What can you do, what can you do, with a cheap low-power GPU?
Say you have a corporate surplus small-form-factor PC from the 2010s. Say, an HP/Compaq (yes, “Compaq”) Elite 8100 or a Lenovo ThinkCentre M82. Oh, okay, maybe you have three or four of them (when your significant other moves in, you will have fewer). You have no desire to converse with the fake machine god that will supposedly kill us all, but at the same time, you’ve heard that recent VLMs are remarkably good at OCR and other actually useful information extraction tasks.
What do you need in order to run them on your computer?
- A low-profile graphics card with a low-profile bracket
- With reasonable power consumption (single-slot under 75W TDP)
- Supported by current drivers and compute libraries
Can you do this? Why yes, you can!
All of the information that follows assumes that you are running Debian 13, but should apply to various Ubuntus. I do not know what a “NixOS” or an “Arch” or an “Omarchy” is so please don’t ask.
Cheapo GPUs as of April 2026
As of this writing, approximate prices (via eBay) and specifications (via TechPowerUp) of GPUs that meet these criteria, ordered by price in loonies and toonies:
| Card | Price (CAD) | TFLOPS (FP16) | TFLOPS (FP32) | Memory (GiB) | TDP (W) |
|---|---|---|---|---|---|
| P620 | $50 | 0.022 | 1.4 | 2 | 40 |
| P1000 | $80 | 0.022 | 1.5 | 4 | 47 |
| GT1030 | $80 | 0.017 | 1.2 | 2 | 40 |
| Radeon RX 640 | $90 | 1.7 | 1.7 | 4 | 50 |
| Tesla P4 | $120 | 0.09 | 5.7 | 8 | 75 |
| GTX1050Ti | $130 | 0.03 | 2 | 4 | 75 |
| T400 | $150 | 2.2 | 1.1 | 4 | 30 |
| Arc A310 | $180 | 5.4 | 2.7 | 4 | 30 |
| T600 | $200 | 3.4 | 1.7 | 4 | 40 |
| GTX1650 | $200 | 6 | 3 | 4 | 75 |
| Radeon RX 6400 | $250 | 7.1 | 3.5 | 4 | 53 |
| RTX A400 | $275 | 2.7 | 2.7 | 4 | 50 |
| T1000 | $280 | 5 | 2.5 | 4 | 50 |
| Arc Pro A50 | $325 | 9.6 | 4.8 | 6 | 75 |
| T1000 8GB | $350 | 5 | 2.5 | 8 | 50 |
| RTX A2000 | $500 | 8 | 8 | 6 | 70 |
| A2 Tensor Core | $550 | 4.5 | 4.5 | 16 | 60 |
| Arc Pro B50 | $600 | 21 | 10 | 16 | 70 |
| RTX A1000 | $600 | 7 | 7 | 8 | 50 |
| RTX A2000 12GB | $800 | 8 | 8 | 12 | 70 |
| Tesla T4 | $950 | 65 | 8 | 16 | 70 |
Recommendations
(we’ll talk about the Tesla P4 later on…)
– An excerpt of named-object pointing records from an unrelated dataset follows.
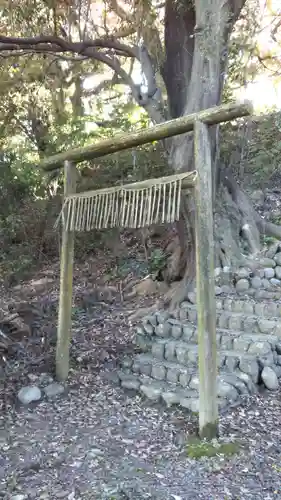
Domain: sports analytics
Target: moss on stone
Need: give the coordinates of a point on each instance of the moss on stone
(197, 448)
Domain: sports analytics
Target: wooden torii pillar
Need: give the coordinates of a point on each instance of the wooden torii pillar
(197, 122)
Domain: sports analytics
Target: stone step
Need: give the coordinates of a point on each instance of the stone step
(227, 339)
(228, 323)
(263, 346)
(230, 388)
(186, 361)
(260, 307)
(250, 323)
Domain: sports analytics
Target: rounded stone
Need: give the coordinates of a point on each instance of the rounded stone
(243, 273)
(53, 390)
(269, 378)
(256, 282)
(28, 394)
(151, 392)
(269, 272)
(217, 272)
(192, 297)
(170, 398)
(266, 262)
(275, 282)
(277, 258)
(266, 284)
(259, 273)
(242, 285)
(278, 272)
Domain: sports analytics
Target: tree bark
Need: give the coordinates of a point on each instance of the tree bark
(210, 30)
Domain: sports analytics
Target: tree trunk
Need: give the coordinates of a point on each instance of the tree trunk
(194, 79)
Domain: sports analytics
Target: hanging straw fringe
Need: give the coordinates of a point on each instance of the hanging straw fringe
(132, 205)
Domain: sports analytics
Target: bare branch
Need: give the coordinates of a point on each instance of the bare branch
(53, 43)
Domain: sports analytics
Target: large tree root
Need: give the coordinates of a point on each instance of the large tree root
(238, 228)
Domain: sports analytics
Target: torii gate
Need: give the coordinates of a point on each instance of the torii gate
(137, 205)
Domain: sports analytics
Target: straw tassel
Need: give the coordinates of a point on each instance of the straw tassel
(135, 205)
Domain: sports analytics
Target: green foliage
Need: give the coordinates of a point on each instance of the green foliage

The sweet spot for performance and compatibility (since unfortunately, CUDA Rules Everything Around Me) is the GTX1650, though its fans are quite loud. Be careful to get a low profile version and not simply a small form factor one as it comes in an “Aero-ITX” form factor which is unlikely to fit in a low-profile case.
The GT1030 is still the best fanless GPU after all these years, and can actually be coaxed into running some fairly useful models, but that’s about all it has going for it. Also, its heatsink is massive so it won’t fit in really tiny PCs. So, if you don’t mind a bit of noise, the P620 and P1000 are a great deal.
In theory the Arc A310 should be an excellent choice, but software support for it is quite uncertain. And while the RX640 is a GCN4 architecture card and is thus in theory supported by llama.cpp, it is extremely unclear exactly which version of ROCm you need to install to make this work. But ROCm is open source, so in theory… you could do this (I haven’t yet, stay tuned).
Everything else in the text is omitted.